Before reading further please consider my trading style. I sell premium in far out-of-the-money options which allows me to be less specific on technical levels. In other words, I’m not buying a put or a call that can lose value as price moves and time work against me. When you buy options the underlying needs to move far enough in price to offset the Theta erosion that occurs each day. And that doesn’t work in a paused/resting market. There’s also implied volatility to consider, amongst other variables, so the more exact you are in your analysis of where to buy the greater your profits will be as a directional trader. I already know my profit and play the high probability that the options expire worthless.

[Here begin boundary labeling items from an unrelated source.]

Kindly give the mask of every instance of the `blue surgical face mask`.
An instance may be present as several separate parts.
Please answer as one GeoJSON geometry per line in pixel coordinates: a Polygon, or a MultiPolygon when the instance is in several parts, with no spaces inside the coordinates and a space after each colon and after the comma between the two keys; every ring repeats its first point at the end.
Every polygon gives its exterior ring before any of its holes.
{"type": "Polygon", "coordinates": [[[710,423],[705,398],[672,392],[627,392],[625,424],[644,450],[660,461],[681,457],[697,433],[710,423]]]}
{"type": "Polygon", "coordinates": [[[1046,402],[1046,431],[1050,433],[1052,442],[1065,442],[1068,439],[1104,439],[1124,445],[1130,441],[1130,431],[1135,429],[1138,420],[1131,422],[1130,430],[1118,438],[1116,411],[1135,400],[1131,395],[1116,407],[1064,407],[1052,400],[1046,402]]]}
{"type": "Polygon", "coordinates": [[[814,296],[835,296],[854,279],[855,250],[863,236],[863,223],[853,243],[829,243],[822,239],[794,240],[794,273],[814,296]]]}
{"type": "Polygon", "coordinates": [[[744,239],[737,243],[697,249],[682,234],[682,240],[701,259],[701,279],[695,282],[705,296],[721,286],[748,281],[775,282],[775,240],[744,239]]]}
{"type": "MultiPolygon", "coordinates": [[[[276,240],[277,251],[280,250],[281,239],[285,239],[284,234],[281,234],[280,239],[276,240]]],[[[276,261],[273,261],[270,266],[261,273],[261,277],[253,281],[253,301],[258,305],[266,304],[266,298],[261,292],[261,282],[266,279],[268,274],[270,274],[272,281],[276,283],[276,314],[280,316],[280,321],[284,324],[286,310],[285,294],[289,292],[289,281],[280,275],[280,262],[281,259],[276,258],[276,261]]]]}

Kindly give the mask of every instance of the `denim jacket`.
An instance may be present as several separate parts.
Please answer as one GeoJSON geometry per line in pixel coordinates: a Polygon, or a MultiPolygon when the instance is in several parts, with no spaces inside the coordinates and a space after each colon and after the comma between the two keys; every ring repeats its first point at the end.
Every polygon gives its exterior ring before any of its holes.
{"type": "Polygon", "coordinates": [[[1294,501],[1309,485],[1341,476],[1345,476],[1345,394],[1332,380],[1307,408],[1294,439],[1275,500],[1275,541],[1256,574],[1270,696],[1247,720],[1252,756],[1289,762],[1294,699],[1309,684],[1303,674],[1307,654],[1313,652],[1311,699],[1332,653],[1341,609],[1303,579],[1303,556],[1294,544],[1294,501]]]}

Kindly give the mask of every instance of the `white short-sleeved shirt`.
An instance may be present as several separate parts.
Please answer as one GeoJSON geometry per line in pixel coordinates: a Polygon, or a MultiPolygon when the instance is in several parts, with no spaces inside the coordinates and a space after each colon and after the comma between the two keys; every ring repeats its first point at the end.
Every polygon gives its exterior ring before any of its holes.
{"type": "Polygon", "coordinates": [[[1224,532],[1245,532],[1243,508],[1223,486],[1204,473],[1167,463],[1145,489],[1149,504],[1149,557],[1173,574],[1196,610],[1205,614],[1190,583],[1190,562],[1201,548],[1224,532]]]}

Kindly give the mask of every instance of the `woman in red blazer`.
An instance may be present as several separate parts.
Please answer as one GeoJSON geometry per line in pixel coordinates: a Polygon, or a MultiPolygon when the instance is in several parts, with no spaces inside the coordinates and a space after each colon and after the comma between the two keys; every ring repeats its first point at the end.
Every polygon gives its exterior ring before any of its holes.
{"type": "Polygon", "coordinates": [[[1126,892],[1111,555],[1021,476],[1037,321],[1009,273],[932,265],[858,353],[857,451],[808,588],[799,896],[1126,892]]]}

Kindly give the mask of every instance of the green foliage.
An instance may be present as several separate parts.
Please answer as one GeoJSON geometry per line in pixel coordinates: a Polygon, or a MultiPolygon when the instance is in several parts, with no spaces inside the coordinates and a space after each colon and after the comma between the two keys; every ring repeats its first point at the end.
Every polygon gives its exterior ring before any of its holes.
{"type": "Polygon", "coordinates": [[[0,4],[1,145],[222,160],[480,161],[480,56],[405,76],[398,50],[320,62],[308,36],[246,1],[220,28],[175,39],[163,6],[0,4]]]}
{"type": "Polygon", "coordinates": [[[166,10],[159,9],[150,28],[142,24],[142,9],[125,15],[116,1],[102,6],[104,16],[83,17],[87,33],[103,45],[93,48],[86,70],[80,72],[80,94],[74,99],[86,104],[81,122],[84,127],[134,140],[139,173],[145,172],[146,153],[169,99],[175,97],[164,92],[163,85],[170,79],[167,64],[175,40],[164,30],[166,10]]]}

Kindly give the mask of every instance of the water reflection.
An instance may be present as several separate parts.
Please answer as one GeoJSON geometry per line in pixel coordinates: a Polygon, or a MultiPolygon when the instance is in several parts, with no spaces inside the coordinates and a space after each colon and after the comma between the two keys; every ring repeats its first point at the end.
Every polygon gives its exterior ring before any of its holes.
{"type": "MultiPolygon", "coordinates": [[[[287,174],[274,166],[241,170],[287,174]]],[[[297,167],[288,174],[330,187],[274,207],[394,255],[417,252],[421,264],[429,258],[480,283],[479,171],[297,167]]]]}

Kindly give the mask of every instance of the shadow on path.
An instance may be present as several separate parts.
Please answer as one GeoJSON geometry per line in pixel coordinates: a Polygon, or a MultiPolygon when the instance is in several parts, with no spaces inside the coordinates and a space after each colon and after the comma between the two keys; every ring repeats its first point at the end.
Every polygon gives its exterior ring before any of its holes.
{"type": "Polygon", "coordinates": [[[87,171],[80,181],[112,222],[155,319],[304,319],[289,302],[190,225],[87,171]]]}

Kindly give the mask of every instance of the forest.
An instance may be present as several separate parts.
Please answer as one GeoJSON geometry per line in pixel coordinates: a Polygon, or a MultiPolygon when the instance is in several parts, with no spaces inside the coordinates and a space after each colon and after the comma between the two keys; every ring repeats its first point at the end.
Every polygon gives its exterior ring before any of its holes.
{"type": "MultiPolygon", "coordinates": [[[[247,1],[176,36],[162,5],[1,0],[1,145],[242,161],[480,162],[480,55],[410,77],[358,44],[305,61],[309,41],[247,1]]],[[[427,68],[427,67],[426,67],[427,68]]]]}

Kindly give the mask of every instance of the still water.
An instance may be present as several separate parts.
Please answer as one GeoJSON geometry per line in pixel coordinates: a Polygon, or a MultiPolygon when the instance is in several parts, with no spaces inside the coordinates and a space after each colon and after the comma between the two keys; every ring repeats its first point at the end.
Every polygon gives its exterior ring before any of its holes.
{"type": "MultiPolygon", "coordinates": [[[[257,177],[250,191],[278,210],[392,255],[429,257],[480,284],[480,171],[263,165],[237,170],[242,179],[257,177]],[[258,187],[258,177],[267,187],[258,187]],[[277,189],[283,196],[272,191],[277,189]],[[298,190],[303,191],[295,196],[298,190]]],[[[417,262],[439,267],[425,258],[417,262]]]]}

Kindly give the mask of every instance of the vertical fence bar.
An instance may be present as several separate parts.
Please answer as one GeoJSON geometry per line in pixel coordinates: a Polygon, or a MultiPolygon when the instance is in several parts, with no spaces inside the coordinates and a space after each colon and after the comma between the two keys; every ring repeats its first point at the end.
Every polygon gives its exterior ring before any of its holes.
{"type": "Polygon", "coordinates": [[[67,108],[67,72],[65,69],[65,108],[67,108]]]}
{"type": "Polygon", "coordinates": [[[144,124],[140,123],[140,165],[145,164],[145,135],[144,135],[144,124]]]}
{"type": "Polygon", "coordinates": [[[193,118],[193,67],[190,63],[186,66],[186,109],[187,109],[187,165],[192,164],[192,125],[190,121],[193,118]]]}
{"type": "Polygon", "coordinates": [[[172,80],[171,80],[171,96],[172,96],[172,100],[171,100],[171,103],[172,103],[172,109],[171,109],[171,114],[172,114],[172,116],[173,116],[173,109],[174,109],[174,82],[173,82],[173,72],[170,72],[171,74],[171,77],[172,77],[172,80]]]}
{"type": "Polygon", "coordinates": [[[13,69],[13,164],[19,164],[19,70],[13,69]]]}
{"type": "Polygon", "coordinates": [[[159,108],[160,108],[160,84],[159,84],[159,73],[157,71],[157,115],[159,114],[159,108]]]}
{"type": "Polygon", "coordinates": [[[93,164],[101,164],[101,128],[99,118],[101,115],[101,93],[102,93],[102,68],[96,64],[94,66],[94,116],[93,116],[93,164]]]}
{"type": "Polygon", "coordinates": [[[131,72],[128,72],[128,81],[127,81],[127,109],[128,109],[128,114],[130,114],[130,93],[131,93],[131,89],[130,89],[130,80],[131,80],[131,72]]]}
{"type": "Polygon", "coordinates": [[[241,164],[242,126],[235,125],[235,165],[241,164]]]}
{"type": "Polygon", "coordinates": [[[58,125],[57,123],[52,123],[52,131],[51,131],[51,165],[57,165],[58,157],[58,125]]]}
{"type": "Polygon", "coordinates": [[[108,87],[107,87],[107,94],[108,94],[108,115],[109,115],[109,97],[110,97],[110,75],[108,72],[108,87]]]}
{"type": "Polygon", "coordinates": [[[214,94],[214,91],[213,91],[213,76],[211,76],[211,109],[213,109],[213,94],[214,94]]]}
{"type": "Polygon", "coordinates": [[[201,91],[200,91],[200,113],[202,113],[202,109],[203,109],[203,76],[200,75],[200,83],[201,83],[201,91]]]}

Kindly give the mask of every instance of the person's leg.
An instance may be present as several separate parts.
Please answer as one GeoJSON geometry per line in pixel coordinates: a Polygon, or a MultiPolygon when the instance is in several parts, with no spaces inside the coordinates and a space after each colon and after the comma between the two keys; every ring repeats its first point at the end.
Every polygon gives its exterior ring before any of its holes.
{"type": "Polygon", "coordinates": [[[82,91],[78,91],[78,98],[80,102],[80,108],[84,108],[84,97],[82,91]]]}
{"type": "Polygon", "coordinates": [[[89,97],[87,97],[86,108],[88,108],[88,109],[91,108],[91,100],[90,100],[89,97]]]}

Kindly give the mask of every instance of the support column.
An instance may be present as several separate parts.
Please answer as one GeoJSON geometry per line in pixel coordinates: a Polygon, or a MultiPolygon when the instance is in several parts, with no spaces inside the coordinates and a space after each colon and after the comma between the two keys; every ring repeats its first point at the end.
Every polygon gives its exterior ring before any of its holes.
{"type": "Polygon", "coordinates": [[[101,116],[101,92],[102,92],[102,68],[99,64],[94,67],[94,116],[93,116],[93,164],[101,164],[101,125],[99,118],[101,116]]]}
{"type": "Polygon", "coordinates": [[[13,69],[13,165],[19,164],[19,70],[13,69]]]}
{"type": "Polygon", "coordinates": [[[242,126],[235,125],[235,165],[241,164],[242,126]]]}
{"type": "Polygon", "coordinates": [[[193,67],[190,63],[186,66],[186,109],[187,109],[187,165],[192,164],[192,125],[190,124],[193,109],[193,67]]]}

While I still need to be close in my analysis I can have wider margins of error as to what levels I sell premium against. Time works for me instead of against me, which is nice, as do paused/resting markets. I still have to contend with implied volatility, Gamma and other variables but overall the wider margins of error allow me to be wrong for a period of time. This post isn’t about the many variables that go into options trading so just know that my style doesn’t require as much exactness as a directional trader would.
Below are some charts that I looked at after today’s close and thought I’d share them. Keep in mind that option expiration is next Friday (the current put/call ratio for SPY is 1.93) and there’s a lot of call premium that is now out-of-the-money. However, there’s also some good sized put premium that has come into open interest since Tuesday (the max pain is currently at 143).

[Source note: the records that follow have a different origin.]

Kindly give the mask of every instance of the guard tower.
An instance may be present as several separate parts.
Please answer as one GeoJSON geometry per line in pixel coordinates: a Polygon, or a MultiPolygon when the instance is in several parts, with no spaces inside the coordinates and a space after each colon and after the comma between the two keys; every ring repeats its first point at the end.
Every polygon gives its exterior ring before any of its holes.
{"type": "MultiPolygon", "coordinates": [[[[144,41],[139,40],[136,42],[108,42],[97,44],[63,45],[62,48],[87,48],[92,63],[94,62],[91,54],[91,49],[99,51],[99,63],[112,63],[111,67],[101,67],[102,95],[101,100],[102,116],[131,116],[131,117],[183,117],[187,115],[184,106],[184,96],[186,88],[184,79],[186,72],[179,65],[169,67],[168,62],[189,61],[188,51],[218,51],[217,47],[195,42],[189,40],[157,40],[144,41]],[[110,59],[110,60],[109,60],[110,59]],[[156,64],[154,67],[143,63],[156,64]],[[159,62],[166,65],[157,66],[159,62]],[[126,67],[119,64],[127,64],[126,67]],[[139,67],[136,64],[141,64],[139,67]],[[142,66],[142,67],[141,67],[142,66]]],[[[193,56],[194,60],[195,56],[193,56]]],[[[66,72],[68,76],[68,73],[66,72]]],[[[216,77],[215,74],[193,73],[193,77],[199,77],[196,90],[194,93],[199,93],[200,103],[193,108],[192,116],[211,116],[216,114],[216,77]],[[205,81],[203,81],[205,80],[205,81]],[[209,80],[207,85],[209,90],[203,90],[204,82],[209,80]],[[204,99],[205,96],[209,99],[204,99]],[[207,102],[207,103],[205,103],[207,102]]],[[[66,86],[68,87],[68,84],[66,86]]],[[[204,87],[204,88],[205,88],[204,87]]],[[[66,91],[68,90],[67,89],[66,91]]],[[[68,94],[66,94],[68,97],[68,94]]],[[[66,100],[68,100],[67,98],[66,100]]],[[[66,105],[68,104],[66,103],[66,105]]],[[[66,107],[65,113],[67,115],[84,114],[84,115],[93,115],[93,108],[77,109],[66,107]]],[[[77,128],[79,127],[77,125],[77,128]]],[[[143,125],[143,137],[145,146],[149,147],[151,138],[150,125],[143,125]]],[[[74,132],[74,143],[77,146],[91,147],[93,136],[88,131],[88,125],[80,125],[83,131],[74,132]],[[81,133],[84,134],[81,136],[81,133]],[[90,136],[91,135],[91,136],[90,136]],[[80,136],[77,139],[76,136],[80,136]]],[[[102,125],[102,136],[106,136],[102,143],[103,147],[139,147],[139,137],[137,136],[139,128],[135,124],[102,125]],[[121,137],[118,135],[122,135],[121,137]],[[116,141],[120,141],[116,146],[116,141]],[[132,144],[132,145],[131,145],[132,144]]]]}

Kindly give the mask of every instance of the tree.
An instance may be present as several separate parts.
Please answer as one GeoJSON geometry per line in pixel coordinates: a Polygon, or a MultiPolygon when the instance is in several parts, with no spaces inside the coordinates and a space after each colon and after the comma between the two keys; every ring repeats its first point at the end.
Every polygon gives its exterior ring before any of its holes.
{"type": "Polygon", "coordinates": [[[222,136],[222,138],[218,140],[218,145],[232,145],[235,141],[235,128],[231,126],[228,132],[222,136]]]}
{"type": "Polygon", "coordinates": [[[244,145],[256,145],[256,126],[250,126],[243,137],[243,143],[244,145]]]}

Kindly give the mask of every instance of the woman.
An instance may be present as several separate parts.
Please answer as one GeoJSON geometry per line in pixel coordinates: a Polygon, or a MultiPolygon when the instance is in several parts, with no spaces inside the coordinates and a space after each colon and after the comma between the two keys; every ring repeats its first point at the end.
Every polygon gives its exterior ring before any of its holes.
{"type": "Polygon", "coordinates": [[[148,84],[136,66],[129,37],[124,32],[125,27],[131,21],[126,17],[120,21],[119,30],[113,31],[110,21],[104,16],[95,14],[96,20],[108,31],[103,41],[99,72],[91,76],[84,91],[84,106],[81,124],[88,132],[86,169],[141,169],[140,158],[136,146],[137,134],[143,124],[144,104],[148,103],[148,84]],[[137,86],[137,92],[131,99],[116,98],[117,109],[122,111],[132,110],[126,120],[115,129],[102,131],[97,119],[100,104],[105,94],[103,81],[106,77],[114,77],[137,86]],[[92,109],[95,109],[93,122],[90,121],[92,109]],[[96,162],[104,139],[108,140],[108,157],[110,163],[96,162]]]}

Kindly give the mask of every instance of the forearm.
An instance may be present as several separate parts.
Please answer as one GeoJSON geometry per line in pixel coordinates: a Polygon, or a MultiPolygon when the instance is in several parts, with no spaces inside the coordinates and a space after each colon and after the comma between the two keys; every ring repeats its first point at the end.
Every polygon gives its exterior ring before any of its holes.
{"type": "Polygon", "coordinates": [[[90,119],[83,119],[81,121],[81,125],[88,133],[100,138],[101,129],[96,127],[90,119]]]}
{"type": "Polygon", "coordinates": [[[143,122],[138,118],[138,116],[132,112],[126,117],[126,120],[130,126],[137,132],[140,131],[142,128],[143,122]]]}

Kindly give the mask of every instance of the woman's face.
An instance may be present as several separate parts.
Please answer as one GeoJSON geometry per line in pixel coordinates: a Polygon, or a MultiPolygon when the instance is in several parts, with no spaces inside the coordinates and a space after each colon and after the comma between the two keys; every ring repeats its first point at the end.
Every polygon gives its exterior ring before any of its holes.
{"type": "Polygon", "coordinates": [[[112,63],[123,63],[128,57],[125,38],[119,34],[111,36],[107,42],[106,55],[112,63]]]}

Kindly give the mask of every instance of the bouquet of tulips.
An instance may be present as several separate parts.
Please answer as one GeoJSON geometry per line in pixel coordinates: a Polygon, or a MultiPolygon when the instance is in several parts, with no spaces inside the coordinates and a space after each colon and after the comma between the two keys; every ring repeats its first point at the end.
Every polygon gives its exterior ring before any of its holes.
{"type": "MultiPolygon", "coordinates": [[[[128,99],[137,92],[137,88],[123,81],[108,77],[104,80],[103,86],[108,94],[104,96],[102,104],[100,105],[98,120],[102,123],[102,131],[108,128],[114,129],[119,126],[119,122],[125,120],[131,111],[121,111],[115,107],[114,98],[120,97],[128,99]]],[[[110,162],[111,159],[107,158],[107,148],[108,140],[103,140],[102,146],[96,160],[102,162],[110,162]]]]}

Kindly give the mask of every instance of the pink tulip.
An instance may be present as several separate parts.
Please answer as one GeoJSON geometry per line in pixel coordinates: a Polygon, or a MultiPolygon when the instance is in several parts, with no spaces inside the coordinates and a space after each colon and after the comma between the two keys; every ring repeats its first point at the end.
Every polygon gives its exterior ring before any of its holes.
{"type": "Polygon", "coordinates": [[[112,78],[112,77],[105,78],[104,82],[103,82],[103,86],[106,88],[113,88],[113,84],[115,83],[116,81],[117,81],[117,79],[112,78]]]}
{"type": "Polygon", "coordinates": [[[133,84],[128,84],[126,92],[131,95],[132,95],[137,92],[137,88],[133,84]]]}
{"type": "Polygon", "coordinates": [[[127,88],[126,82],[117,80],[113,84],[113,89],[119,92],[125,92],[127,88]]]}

* The 8/2/12 close depends on which chart you look at. Stock charts and prophet charts (in ToS) show the close at 135.91. Free stock charts, Yahoo and ToS charts show the close at 136.64.
Are we oversold here? Depends on your time frame. Short-term I’d say yes, longer term (beyond 2 days, lol) I’d say not even close. As a premium seller I can go in on a “capitulation” or “fear” day and sell some elevated premium in the puts. The implied volatility ramps up intraday and takes the bid/ask spreads with it. I haven’t seen that the last two days which suggests to me that either everyone is hedged already (doubt it) or there’s more downside to come. If you looked at the % away from the 5DSMA chart for SPY above you noted that we aren’t at -2 standard deviations (last 2 yrs) yet. NYMO closed at -48.95 (half way to -100 which is where I’d consider being “oversold”). One last data point is the year-to-date VWAP currently down at 137.08 which could act as a magnet.
Bottom line is that the potential is there for lower prices just as much as it is there for a bounce. I could easily see a move higher into option expiration as we’re way outside the value area (70% of trading volume) with 6 trading days left. However, take a look at this chart and you can see that May’s cycle was nasty so there comes a point where you can throw the volume profile for opex out the window as the net Delta or some Geo-political issue is in the driver’s seat.